Gorbals Boy at Oxford

Ralph Glasser (http://www.telegraph.co.uk/news/obituaries/1389641/Ralph-Glasser.html) was born of Jewish parents in Leeds but when only a few months old his family moved to a tenement flat in the Gorbals area of Glasgow that gained notoriety as a one of the biggest slums in Europe. His mother died when he was six and his two older sisters were decamped quickly leaving him to be raised alone by his father who had a gambling addiction. As he observes: “The streets were slippery with refuse and often with drunken vomit. It was a place of grime and poverty…The Victorian building, in red sandstone blackened by smoke… was in decay. Splintered and broken floorboards sometimes gave way under your feet. Interior walls carried patches of stain from a long succession of burst pipes. Rats and mice moved about freely….” Whilst working as a presser in a garment factory Glasser studied hard at The Mitchell Library eventually gaining a scholarship to Oxford.
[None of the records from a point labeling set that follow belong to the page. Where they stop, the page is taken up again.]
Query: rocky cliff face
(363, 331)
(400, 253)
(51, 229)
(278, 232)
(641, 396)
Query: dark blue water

In this memoir (of 1988) he tells of how he was so poor that he had to cycle the 400 miles to ‘that sweet city with her dreaming spires’ of Matthew Arnold. This he did in army surplus shorts, carrying his worldly goods in a saddlebag and sending his only three books ahead by post. It was 1938, when Oxford’s intellectual devotees were still flustered by Orwell’s The Road to Wigan Pier. It would be hard to imagine two worlds more socially distant in these damp islands than a Gorbals tenement and Magdalen College, Oxford. Glasser was warned by the great Fabian, G.D.H. Cole, that the enlightenment he sought at Oxford, with its rigorous conceptual disciplines, would destroy his profound instinctive knowledge of the working class. But Cole was mistaken. This extraordinary book is an act of spiritual retrieval, a kind of ‘Wigan Pier’ in reverse. One does wonder how much of Glasser’s memories have been ‘redacted’. Even if true, this is a marvellous evocation of a place and time delivering acute insights into topics of class, power and snobbery in Britain. Glasser writes well enough to give this a read.